List of points

There are 7 points in The Forge refer to Daring.

With God’s grace, you have to tackle and carry out the impossible… because anybody can do what is possible.

Get rid of that human prudence which makes you so very cautious, so — sorry to be so blunt! — cowardly.

—Let us not be narrow-minded. Let us not be infantile men or women, who are nearsighted and lack a supernatural breadth of vision…! Could we be working for ourselves? Of course not!

Well then, let us say quite fearlessly: Dearest Jesus, we are working for you, and… are you going to deny us the material means we need? You know full well how worthless we are; still, I would not treat a servant working for me in that way…

Therefore, we hope and are sure you will give us all we need to be able to serve you.

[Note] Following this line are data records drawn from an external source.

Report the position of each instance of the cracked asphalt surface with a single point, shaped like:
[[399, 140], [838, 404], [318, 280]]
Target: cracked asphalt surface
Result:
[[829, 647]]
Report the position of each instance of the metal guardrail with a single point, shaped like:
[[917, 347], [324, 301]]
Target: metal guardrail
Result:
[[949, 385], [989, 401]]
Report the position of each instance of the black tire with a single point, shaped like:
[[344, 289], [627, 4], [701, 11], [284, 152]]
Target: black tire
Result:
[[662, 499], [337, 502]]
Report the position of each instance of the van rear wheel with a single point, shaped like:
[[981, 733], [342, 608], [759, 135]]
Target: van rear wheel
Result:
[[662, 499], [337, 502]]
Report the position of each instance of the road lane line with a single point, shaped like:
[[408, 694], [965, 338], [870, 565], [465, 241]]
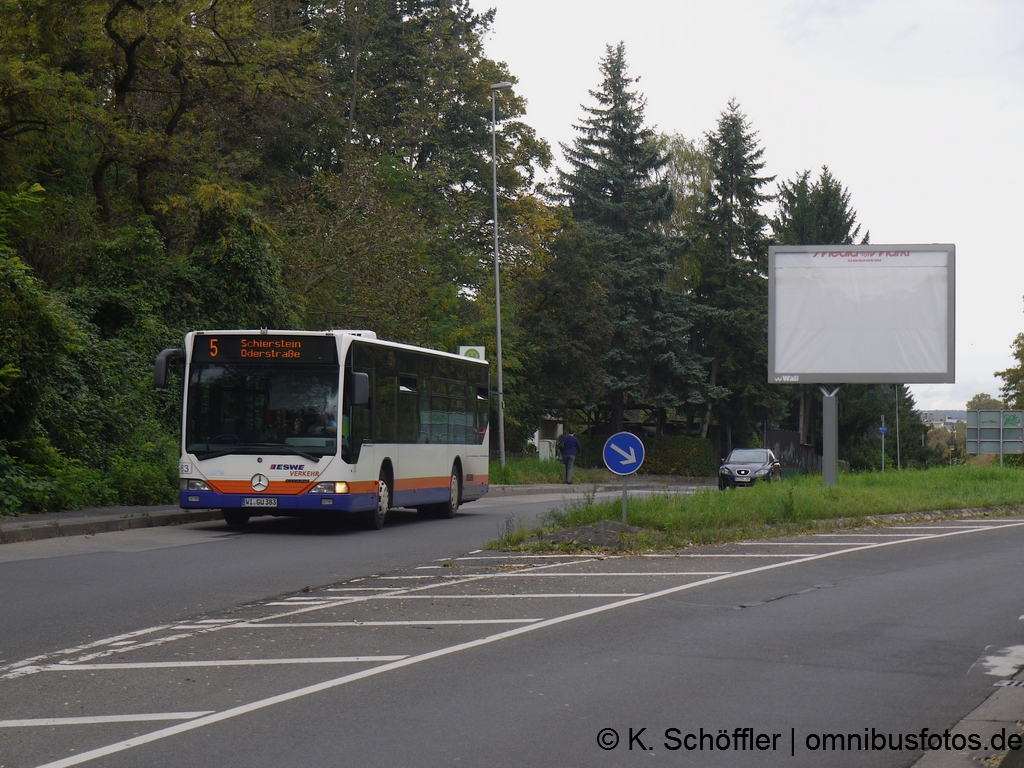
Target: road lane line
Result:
[[440, 652], [98, 719], [515, 595], [396, 623], [217, 663]]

The solution is to love. Saint John the Apostle wrote some words which really move me: qui autem timet, non est perfectus in caritate. I like to translate them as follows, almost word for word — the fearful man doesn’t know how to love.

—You, therefore, who do love and know how to show it, you mustn’t be afraid of anything. So, on you go!

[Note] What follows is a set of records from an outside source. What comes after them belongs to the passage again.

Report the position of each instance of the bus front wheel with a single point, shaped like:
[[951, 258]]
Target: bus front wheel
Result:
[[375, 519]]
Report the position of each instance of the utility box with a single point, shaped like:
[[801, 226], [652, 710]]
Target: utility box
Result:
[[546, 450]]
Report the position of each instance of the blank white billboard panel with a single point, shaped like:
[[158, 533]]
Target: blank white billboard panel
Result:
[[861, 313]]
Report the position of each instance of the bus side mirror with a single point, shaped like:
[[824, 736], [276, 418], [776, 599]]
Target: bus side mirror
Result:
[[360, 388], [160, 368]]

Jesus has died. He is a corpse. Those holy women had no expectations. They had seen how he had been abused, and how he had been crucified. How vivid in their minds was the violence of the Passion he had undergone!

They knew, too, that the soldiers were keeping watch over the place. They knew that the tomb was sealed shut: “Who will roll away the stone for us from the door?” they asked themselves, for it was a massive slab. But all the same…, in spite of everything, they went to be with him.

Look: difficulties, large and small, can be seen at once… But if there is love, one pays no heed to those obstacles: one goes ahead with daring, with conviction, with courage. Don’t you have to confess your shame when you contemplate the drive, the daring and the courage of these women?

Encourage your noble human qualities. They can be the beginning of the building of your sanctification. At the same time, remember what I have already told you before, that when serving God, you have to burn everything, even “what people will say”, and even what they call reputation, if necessary.

With a sense of profound humility — strong in the name of our God, and, as the Psalmist says, not “in the numbers of our chariots and of our horses” — we have to make sure, without regard for human considerations, that there are no corners of society where Christ is not known.

Defend the truth with charity and firmness when the things of God are at stake. Practise holy shamelessness in denouncing errors, even though at times they are no more than insinuations; at other times they will be odious utterances of the most blatant ignorance, and, normally, a sign of man’s frustration at not being able to endure the fruitfulness of the word of God.